Nos habíamos hartado entonces, en aquellos últimos años de instituto, de la poesía oficial y de los planes de estudio, con los que nunca llegamos a pasar de Miguel Hernández. Era como la propia birra: sabíamos que nos gustaba aquella mierda, pero todas las que nos ponían nos parecían un poco amargas. Ansiábamos el momento en el que, como nuestros mayores, descubriéramos una que calmase nuestra sed, nos emborrachara… y pudiéramos tragar sin arrugar el ceño. Karmelo lo fue, por lo menos por una buena temporada, con el añadido morboso de lo difícil que era hacerse con uno de sus libros, siempre agotados, lejanos, distantes, y con lo poco que sabíamos de su biografía. Su verso era y es certero, en las antípodas de lo barroco. Humano, desprovisto de alharacas, cercano como ninguno. Brutal, descarnado, real. Sí, sobre todo real. Porque a las once de la mañana estudiábamos el locus amoenus, pero lo que nos encontrábamos a las once de la noche, la hora mágica entonces para nosotros, era el humo de los bares, el rimmel de las mujeres, las vomitonas y los primeros desengaños. Y aquello no aparecía mencionado en Gonzalo de Berceo, estaba en Karmelo Iribarren, con aquella C en medio que nos recordaba tanto a los Rayos-C brillando en la oscuridad, cerca de la puerta de Tannhäuser.
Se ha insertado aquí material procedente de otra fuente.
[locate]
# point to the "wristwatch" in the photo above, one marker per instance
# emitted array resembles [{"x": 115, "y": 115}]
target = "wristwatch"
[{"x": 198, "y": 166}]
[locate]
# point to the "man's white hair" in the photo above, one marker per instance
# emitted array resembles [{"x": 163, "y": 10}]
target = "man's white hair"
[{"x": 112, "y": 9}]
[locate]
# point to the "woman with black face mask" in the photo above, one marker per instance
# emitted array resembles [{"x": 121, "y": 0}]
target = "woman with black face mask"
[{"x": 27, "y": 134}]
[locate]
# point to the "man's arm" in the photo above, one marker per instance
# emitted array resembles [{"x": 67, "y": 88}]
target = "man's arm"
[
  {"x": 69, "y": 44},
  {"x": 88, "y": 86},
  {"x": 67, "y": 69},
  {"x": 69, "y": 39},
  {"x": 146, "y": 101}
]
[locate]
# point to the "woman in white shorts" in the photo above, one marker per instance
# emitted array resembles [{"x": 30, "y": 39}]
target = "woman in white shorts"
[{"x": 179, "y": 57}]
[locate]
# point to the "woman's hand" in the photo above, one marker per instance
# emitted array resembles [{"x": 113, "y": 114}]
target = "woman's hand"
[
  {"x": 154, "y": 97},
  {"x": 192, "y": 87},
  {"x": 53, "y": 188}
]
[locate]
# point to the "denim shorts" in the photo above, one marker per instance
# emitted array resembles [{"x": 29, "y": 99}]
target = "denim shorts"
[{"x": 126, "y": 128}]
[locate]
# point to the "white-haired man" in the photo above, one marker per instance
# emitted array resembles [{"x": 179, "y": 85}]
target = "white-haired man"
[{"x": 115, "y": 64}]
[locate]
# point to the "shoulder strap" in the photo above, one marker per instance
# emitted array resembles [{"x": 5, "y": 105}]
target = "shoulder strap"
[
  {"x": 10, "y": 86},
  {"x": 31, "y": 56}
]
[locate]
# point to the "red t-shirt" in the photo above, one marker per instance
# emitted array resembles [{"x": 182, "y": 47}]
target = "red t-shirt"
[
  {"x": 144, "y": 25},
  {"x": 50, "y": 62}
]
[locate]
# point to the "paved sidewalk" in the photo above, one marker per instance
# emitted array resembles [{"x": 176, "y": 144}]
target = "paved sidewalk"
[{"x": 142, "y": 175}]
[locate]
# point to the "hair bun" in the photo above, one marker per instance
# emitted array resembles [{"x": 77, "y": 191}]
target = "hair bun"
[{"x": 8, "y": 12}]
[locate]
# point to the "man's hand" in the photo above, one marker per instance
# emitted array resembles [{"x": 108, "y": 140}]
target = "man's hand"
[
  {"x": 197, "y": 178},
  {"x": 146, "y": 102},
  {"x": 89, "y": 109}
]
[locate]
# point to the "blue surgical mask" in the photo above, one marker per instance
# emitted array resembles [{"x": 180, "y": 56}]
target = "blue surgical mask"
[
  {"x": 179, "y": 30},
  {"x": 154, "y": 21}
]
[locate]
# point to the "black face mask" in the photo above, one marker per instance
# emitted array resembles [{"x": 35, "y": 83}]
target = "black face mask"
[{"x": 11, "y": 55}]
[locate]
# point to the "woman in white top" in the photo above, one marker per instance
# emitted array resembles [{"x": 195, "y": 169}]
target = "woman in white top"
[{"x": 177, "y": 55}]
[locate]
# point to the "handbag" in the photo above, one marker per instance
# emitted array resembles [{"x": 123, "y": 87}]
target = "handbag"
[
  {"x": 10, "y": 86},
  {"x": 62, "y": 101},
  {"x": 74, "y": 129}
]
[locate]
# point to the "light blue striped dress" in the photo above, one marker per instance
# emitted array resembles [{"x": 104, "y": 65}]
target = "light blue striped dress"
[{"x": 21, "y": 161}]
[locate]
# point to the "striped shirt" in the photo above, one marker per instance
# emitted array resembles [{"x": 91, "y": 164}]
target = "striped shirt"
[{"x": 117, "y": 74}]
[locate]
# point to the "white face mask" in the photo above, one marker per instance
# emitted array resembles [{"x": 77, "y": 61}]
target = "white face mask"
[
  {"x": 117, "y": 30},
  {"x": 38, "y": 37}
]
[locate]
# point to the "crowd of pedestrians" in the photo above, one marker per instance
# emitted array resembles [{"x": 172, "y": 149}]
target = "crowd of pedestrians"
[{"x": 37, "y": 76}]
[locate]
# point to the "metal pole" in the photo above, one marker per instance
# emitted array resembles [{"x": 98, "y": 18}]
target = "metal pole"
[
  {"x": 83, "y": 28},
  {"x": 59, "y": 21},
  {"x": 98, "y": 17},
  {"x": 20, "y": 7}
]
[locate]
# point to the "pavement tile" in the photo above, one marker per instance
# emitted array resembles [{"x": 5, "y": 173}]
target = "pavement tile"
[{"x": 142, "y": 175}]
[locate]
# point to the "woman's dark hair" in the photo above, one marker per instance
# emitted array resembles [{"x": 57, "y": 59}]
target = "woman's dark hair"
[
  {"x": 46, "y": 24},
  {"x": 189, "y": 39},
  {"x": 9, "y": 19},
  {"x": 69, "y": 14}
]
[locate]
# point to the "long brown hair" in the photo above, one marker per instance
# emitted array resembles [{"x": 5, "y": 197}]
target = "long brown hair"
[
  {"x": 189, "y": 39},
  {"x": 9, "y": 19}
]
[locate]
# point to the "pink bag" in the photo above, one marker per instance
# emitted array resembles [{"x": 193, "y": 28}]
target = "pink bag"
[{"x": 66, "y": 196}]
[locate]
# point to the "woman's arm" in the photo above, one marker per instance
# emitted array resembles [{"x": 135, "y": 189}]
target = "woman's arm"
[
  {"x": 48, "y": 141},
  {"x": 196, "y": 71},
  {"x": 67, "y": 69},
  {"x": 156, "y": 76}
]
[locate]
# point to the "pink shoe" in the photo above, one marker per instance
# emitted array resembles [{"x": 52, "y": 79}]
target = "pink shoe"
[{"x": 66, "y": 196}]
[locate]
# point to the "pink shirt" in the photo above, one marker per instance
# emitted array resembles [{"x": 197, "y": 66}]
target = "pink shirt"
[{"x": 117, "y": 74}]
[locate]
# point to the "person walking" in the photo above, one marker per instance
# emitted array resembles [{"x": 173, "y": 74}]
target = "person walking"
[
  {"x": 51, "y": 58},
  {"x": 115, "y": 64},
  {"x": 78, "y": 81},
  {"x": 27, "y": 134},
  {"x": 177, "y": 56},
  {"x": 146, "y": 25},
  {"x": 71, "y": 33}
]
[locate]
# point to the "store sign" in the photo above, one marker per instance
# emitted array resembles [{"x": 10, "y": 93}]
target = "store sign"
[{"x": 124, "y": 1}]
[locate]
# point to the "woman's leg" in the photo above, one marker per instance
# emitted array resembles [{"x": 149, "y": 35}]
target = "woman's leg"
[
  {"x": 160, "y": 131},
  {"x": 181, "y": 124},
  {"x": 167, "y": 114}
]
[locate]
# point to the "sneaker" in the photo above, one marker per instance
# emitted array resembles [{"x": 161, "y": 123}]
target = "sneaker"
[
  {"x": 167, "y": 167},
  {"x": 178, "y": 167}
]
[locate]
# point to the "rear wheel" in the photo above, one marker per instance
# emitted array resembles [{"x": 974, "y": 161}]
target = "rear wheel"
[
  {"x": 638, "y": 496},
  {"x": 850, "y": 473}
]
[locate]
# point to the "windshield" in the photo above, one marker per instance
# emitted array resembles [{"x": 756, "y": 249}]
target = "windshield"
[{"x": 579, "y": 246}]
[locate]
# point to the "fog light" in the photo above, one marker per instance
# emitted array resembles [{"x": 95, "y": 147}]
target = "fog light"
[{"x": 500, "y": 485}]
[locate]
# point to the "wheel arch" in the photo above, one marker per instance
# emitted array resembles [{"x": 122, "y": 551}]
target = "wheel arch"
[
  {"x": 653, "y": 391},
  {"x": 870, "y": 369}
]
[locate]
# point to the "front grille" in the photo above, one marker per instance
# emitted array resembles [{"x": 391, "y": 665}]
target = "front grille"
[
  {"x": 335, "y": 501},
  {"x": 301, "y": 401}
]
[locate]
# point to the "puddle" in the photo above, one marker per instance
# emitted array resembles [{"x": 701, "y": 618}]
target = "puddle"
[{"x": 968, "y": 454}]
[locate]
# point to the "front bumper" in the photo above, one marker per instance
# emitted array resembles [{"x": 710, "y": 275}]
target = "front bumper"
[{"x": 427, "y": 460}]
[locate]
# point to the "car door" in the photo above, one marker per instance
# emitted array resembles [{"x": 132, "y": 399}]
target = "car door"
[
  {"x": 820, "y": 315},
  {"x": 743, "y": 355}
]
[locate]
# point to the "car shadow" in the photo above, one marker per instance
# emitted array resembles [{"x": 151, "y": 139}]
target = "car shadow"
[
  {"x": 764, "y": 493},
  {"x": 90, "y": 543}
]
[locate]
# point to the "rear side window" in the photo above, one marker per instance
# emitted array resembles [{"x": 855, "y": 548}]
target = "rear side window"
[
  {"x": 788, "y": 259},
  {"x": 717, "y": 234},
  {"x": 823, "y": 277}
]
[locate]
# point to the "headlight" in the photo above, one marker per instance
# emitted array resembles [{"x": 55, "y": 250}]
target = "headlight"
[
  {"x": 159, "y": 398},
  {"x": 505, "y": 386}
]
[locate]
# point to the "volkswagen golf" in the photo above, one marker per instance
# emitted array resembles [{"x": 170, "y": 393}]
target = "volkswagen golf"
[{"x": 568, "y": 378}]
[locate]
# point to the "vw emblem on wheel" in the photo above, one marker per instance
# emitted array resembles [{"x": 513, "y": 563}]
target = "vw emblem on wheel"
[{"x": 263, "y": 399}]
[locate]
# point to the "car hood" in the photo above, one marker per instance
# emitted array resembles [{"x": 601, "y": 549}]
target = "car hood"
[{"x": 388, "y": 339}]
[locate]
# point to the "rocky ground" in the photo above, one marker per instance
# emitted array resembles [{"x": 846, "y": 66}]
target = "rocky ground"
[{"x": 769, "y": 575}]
Siguiendo con la analogía, poco tiempo después descubrimos las drogas. Nuestras lecturas se ensancharon, nuestros anaqueles se multiplicaron e Internet nos trajo tanta poesía que nuestros pequeños cerebros reventaron y nos terminaron llenando las paredes del cráneo de los restos dispersos de todo lo que habíamos leído durante aquellos años. Cuando llegó el momento limpiar aquel desastre, alguien, en algún bar, de nuevo, mencionó a Karmelo C., y corrimos a su encuentro una vez más. Nostalgia, lo llaman.
Sorpresa. La leyenda urbana se había convertido en una figura de culto para una generación, o dos, más allá de la nuestra. Los poemas que habían llenado nuestras conversaciones, que nos transmitíamos boca a oreja, que memorizábamos o manuscribíamos, ahora aparecían en Twitter, en Facebook, en Instagram. El poeta maldito, la leyenda urbana, había dejado de serlo y nosotros casi ni nos habíamos enterado.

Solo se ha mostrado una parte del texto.